Barrenjoey analysts said investor focus would be on the “significant slowdown in premium rates, home and motor now at around a 6 per cent rate versus 17 per cent and 15 per cent (respectively) six months ago”.

“The updated guidance will arguably lead to minimal consensus earnings changes, and while the margin is elevated and can be sustained, the medium-term growth outlook is softer than expected, and softer than (Suncorp).

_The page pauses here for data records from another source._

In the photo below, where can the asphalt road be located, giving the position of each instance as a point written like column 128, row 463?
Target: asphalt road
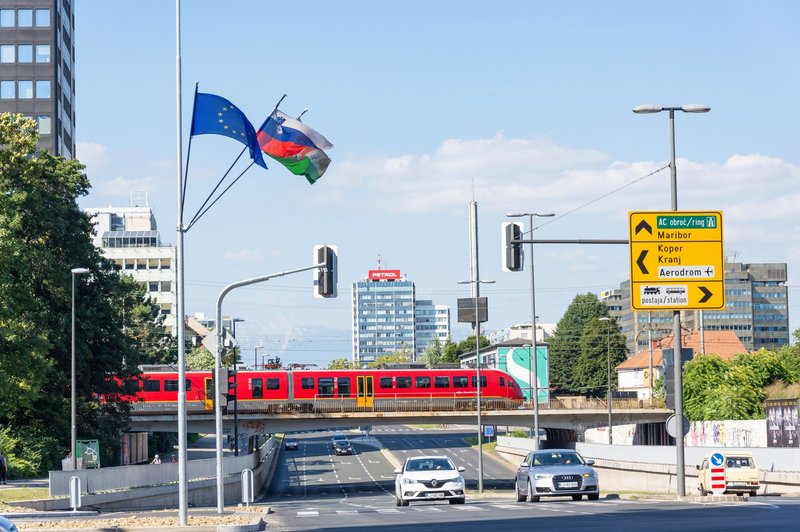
column 316, row 490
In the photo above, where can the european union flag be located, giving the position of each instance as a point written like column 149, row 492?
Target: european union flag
column 214, row 115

We expect the stock to be weak on premium cycle fears,” Barrenjoey’s Andrew Adams said.

Mr Hawkins said the market had always been competitive and that he had not seen a change in that dynamic in recent months.

Investors hoping for a buyback were left disappointed.

Addressing the cost-of-living challenges impacting IAG’s customers, he said 10,000 of the insurer’s customers had reached out with hardship requests in the last six months alone.

“We’ve definitely seen more of that in the last year or two than before but as a general theme, retention levels are very strong.

Insurers IAG, Suncorp and QBE were among insurers blasted by regulators late last year for failing their customers.

ASIC said insurers were denying customers “critical protections” by failing to log complaints and warned internal dispute resolution regimes were failing.

ASIC said its review of 11 general insurers found shortcomings across the sector, highlighted by a 50 per cent surge in complaints at the Australian Financial Complaints Authority disputes body.

Addressing these criticisms, Mr Hawkins on Thursday said IAG had been “investing heavily in the customer experience” for the past four to five years as he put the blame for some of the shortcomings on extreme weather events.

“Unfortunately, we’ve had to assume some of these one offs and (weather) events that are actually a lot more frequent than we want. And so resourcing, people, yes, we have more of that. We’ve just set up, effectively, a claim center where we manage these large events, so we can ensure we’re allocating our resources as quickly as possible to those most in need.”